The number of empty positions in Canada increased as a result of job vacancies in the food services industry. In June, there were 815,800 job opportunities, up 22% from the previous month. The majority of these jobs were in the service industry.

In addition, the job vacancy rate in June was the highest since Statistics Canada began collecting data in October 2020. The number of job vacancies and the job vacancy rate is not the same thing. The vacancy rate is the percentage of unfilled positions in a sector compared to the total number of positions. The overall vacancy rate in Canada hit 5% in June.

With a vacancy rate of more than 12%, accommodation and food services had the highest employment vacancy rate of all industries. Restaurants began opening outdoor dining areas in late May, and employers were actively recruiting to fill available positions.

B.C. and Quebec had the highest job vacancy rates among the provinces. The lowest job vacancy rates were found in Manitoba and Nova Scotia.

There will be an increasing demand for labor openings

According to a new RBC analysis, labor shortages are expected to worsen in the coming months.

Workers put off retiring and changing jobs in 2020 because they were dissatisfied with their jobs during a period of extreme economic instability. These workers may now begin to leave their occupations, increasing the number of open opportunities.

In addition, many people in pandemic-affected service industries may have quit their jobs due to protracted shutdowns.

According to the report’s author, economist Carrie Freestone, a high job vacancy rate can stifle economic growth.

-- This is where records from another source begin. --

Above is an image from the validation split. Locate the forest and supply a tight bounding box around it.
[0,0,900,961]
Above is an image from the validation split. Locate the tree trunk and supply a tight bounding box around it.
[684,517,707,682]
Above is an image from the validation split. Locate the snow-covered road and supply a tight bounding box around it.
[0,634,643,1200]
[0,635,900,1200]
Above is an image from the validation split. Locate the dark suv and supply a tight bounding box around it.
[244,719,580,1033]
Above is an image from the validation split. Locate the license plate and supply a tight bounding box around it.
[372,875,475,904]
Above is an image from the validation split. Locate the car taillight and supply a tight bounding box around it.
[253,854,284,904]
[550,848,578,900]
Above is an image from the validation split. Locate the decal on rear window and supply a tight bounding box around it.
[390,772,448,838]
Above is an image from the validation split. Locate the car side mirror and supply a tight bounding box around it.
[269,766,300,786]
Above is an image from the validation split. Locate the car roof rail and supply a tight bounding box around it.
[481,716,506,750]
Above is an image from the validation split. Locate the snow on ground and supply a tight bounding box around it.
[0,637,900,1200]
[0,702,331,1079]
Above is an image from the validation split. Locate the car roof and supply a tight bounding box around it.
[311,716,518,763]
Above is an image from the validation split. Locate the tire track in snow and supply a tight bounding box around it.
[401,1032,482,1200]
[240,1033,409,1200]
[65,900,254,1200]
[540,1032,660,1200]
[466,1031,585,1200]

Businesses might have to function at a lower capacity. Employees now have a stronger bargaining position, allowing them to demand higher wages and better benefits.

Furthermore, the tight labor market may impose upward wage pressure on consumers, resulting in higher costs.

Lower-paid positions may be difficult to fill in provinces with the greatest job vacancy rates. Despite the fact that wages in the hotel and food services industry increased in June, they remained 57 percent below those in other service-sector positions. This could explain the rise in job openings in the foodservice industry, and it could continue to harm the industry even after people have gone permanently.